Le purgatoire du choix libre enfin achevé, le Fils de Dieu-Seigneur-Marie-Joseph prodigua à Paulette le Parchemin Sacré de la Journée, s’énonçant en ces termes :

« A neuf heures et la cinquantaine, tu partiras pour le Purgatoire des Fiers (prends garde à toi en chemin et ne dis pas bonjour aux inconnus, Paulette !) où tu apprendras enfin l’humilité, nom d’un salsifi endimanché ! Tu seras dès lors dans une solitude absolue, usée par ta soif d’amour ; ce quatrième Purgatoire durera jusqu’à ton découragement, ton renoncement à ta propre perfection. Si tu es sage, peut-être que ma Maman viendra te voir. A quinze heures vingt-six, selon mes calculs avec toutefois une petite marge de six mille trois cents octante sept années, tu te dirigeras vers le Parvis du Ciel, troisième à droite, contourne le rond-point et toujours tout droit. « Je ne suis pas digne de te recevoir mais dis seulement une parole et je serai guéri » s’exclamait hier encore Matthieu en contemplant mon électrisante personne.
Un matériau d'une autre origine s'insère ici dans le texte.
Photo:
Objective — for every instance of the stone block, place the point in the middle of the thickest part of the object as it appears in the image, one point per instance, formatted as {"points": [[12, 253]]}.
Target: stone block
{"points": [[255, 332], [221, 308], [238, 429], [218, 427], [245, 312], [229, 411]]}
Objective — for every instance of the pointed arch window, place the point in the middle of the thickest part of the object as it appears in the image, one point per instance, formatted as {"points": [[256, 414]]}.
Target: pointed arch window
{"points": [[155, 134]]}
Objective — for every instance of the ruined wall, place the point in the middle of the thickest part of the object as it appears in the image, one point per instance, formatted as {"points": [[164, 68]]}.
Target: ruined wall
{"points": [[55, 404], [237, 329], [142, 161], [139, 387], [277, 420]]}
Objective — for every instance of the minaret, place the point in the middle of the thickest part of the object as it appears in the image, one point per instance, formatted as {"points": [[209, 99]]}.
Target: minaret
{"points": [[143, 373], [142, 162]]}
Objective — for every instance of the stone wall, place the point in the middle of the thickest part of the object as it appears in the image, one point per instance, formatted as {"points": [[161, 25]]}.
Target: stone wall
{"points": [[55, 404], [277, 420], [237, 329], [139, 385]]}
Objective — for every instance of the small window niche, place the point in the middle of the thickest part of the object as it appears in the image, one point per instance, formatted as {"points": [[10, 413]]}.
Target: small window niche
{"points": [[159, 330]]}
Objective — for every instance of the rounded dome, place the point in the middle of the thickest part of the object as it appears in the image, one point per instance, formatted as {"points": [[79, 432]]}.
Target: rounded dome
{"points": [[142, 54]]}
Sache que cette éblouissante parole est celle que je t’entendrai prononcer, Paupau. Et puis, le septième ciel ! Dis bonjour à Papa dès que tu y arrives. »

C’est sur ces nobles mots empreints d’une magnificence majestueuse que l’auguste et olympique Parchemin Sacré s’achevait.

Quelques micros millions d’années lumières plus tard, Paulette atteignit enfin le Ciel numéro sept. Dieu, le bienheureux, s’offrit à ses pauvres petits yeux émerveillés par cette merveille. Agréablement surprise, elle remarqua combien le Papa était plus alléchant encore que le fils et se réjouit de ce mariage qu’elle jugea parfait, pour une première fois. C’est qu’elle avait bien réussi son coup, la Paulette. Chaque recoin du Paradis était un bonheur infini ; elle voyait à travers l’âme de chaque dentier et chaque dentier la devinait toute entière ; elle entretenait une parfaite communion avec toutes les plantes carnivores nommées Jeshua et gambadait ainsi plaisamment dans le Royaume de Dieu, son ultime petit copain.